OpenClaw made this visible at a different scale. It proved full autonomy is technically possible, one developer shipping at a pace that would normally take an entire team, with autonomous agents running continuously. It also proved that autonomy without the safety infrastructure underneath produces security incidents at scale. Researchers found 135,000+ exposed instances across 82 countries, nine CVEs disclosed in four days, and 335 malicious skills distributed through its marketplace.

OpenClaw uses the popular LiteLLM PyPI package (3.4 million daily downloads) as a dependency and the LiteLLM supply chain attack showed the same pattern. Attackers compromised it, injecting credential-stealing code that exfiltrated API keys, cloud credentials, and SSH keys every time Python started, even if LiteLLM was never imported.
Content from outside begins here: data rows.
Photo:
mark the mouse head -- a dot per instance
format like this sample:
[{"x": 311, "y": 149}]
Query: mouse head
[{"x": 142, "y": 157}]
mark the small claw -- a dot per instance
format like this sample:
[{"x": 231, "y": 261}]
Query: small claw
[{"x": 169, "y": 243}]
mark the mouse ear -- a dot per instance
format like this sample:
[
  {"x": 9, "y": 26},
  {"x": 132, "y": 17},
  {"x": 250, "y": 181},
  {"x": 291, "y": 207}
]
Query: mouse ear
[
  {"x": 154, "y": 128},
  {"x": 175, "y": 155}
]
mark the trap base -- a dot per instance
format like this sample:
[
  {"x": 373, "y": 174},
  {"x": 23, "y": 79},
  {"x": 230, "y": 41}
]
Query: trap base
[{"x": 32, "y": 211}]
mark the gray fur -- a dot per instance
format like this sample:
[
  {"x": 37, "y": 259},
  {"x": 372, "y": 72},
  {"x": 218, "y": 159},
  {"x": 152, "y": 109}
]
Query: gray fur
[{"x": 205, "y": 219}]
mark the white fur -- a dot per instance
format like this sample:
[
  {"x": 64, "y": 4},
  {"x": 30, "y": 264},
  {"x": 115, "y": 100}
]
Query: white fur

The malicious versions were live for about three hours, but LiteLLM sits in 36% of cloud environments.

The shift

I stopped building custom agents and started building the onboarding instead: MCP servers that connect Claude to our systems, skills that encode how we do things, documentation for the decision logic that lives in people’s heads.

It’s less glamorous than building an eight-agent orchestration system but it works better than anything I built before. Watching it handle a complex internal process without help, something that used to take a new hire weeks to learn, is pretty satisfying.

The agent race belongs to Anthropic, OpenAI, Google, and Microsoft. I stopped trying to compete with them and started onboarding the agent I already have, progressively, with the same care I’d give my best new hire.